Um caso ainda mais sutil acontece quando o algoritmo sugere um código que compila, pode ser executado, porém, contém falhas de performance ou mesmo de segurança, que passam de forma imperceptível em um olhar desatento ou destreinado. O desenvolvedor experiente ainda é fundamental para identificar que aquele não é o melhor bloco de código possível de acordo com as boas práticas ou de acordo com técnicas mais inovadoras com as quais a máquina pode não estar atualizada.

O perigo desse impacto, portanto, está em toda uma nova geração de programadores que confia demais nos resultados que os algoritmos sugerem. Ainda assim, não é tampouco um problema de agora: afinal, quem garante a confiabilidade daquele código que você pegou na internet? Por mais que resultados de fóruns estejam sujeitos ao escrutínio público de outros profissionais, que podem reconhecer falhas de lógica ou segurança, eles ainda podem apresentar erros ou estarem ultrapassados. Entretanto, algo que saia diretamente das misteriosas entranhas de um algoritmo pode apresentar ainda mais riscos do que algo tirado de um fórum perdido.
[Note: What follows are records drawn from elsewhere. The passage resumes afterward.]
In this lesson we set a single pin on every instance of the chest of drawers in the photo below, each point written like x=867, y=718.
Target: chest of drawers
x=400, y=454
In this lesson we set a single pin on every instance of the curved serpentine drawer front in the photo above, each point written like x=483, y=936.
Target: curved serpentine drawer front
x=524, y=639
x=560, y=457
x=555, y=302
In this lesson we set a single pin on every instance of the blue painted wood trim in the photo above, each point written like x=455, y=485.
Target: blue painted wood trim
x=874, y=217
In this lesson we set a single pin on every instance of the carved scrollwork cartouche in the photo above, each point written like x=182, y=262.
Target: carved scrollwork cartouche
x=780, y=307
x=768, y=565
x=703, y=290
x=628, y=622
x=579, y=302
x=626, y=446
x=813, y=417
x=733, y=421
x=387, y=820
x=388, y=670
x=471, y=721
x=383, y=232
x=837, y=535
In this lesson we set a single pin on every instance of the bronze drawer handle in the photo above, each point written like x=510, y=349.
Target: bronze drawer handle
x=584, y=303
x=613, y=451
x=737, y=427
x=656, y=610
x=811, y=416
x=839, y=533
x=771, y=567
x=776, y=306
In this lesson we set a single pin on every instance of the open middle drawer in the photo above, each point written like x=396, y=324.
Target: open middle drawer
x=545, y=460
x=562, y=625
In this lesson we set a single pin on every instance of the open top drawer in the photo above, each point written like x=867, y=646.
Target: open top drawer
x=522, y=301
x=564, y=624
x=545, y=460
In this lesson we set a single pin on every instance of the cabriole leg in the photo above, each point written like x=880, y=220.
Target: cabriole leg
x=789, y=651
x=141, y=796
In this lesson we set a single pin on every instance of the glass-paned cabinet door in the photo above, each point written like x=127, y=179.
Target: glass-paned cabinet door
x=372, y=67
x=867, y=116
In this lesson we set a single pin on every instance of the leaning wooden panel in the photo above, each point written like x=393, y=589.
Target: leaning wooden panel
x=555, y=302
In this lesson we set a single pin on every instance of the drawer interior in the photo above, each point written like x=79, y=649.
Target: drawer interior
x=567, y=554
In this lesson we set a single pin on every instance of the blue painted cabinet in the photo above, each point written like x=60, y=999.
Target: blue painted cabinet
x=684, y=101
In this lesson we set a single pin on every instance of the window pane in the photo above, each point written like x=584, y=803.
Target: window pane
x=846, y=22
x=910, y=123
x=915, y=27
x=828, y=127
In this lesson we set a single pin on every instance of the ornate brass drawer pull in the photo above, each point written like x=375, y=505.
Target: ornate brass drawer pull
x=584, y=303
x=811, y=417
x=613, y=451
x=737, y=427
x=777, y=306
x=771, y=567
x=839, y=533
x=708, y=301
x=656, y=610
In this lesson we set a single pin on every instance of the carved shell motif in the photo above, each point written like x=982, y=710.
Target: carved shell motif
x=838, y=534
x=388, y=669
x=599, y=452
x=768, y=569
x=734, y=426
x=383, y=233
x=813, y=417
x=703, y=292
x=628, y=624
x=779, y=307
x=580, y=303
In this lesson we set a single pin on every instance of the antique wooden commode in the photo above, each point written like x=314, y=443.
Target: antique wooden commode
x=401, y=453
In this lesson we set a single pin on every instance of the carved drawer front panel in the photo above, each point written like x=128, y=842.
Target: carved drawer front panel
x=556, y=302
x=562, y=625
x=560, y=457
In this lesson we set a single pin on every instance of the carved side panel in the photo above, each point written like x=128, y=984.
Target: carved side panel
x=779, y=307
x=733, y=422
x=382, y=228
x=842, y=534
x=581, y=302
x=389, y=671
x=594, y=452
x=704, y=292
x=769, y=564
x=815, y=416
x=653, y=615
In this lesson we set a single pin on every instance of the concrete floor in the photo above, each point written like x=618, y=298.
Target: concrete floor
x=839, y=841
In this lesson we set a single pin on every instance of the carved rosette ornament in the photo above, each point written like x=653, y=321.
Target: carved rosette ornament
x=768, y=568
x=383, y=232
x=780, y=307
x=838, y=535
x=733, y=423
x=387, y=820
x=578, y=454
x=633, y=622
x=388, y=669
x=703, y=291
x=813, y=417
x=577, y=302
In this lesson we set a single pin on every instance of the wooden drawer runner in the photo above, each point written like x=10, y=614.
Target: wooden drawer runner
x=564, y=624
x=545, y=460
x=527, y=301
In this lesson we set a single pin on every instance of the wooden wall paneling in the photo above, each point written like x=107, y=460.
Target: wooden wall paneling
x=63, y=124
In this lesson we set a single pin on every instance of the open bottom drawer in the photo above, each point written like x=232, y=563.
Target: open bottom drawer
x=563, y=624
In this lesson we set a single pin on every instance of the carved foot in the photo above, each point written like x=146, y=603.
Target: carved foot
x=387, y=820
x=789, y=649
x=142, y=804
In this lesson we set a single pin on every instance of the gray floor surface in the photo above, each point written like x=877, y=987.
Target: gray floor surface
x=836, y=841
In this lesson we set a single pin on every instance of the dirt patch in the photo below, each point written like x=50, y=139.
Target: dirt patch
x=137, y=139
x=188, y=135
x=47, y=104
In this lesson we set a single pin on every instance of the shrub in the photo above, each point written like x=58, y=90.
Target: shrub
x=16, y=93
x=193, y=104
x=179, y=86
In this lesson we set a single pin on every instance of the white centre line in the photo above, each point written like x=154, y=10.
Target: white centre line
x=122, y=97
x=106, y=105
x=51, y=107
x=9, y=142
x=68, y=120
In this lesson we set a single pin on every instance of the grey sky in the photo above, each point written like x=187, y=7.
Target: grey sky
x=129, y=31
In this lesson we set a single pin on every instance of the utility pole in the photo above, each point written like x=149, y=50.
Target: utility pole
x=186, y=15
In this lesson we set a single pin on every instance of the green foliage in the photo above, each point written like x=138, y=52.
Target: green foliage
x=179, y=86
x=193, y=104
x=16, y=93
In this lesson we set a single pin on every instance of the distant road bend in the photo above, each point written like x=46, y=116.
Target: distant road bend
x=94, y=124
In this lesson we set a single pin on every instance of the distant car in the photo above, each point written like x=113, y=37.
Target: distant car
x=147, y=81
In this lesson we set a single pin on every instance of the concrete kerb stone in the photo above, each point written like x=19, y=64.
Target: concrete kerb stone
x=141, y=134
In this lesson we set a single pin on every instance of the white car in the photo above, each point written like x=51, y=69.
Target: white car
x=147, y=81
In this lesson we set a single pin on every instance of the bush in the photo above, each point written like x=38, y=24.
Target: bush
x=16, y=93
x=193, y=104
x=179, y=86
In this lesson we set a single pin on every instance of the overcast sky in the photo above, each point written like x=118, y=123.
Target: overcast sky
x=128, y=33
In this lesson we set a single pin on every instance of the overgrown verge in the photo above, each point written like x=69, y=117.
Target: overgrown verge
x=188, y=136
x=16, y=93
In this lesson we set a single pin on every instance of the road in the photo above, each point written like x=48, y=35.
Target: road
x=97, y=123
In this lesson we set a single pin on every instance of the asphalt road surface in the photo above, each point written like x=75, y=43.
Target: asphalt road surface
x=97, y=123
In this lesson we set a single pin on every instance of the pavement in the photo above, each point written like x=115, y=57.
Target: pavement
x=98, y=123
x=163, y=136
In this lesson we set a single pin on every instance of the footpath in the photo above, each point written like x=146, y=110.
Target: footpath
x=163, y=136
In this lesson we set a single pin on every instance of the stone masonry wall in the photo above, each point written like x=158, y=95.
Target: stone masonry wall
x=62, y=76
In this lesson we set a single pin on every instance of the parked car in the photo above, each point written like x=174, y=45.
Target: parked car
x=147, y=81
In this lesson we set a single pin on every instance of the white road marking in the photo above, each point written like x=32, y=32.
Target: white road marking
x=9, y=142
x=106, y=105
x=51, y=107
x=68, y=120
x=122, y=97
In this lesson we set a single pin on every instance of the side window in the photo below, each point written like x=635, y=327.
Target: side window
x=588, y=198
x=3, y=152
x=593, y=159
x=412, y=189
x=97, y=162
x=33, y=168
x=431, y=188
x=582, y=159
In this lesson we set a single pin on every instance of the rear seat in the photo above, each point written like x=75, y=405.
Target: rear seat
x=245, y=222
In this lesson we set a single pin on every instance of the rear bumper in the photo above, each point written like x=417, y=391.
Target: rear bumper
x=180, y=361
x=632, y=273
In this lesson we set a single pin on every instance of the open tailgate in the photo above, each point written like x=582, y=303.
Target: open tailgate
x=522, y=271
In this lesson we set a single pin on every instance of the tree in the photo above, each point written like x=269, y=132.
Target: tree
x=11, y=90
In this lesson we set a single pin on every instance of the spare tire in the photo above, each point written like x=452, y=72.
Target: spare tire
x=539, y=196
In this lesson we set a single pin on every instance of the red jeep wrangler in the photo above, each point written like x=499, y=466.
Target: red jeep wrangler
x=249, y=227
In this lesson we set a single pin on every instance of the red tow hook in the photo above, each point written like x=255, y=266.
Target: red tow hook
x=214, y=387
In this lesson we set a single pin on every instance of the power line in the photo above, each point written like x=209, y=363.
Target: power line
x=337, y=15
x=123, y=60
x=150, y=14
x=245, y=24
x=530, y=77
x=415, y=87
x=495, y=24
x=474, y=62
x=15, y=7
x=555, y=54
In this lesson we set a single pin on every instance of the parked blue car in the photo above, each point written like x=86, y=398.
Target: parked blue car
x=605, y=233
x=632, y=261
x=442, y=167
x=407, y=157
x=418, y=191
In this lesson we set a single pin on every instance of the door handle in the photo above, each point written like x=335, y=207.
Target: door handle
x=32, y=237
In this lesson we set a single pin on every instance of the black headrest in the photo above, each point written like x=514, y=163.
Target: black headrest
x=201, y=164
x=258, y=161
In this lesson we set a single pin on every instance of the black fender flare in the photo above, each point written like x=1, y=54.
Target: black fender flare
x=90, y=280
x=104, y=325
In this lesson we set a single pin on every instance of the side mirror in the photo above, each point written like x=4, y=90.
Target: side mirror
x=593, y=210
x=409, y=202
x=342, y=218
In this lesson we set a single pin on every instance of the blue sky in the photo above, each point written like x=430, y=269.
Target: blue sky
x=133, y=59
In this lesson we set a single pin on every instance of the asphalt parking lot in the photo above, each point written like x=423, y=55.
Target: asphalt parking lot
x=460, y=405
Nessa questão, a Microsoft parece ter se esquecido da lição de Tay, o fiasco da Inteligência Artificial conversacional que se viciou em entradas incorretas de dados lá em 2016. Afinal, se um erro é bastante comum entre desenvolvedores, é natural que ele se integre a mecanismos de aprendizado de máquina que varrem bilhões de linhas de código.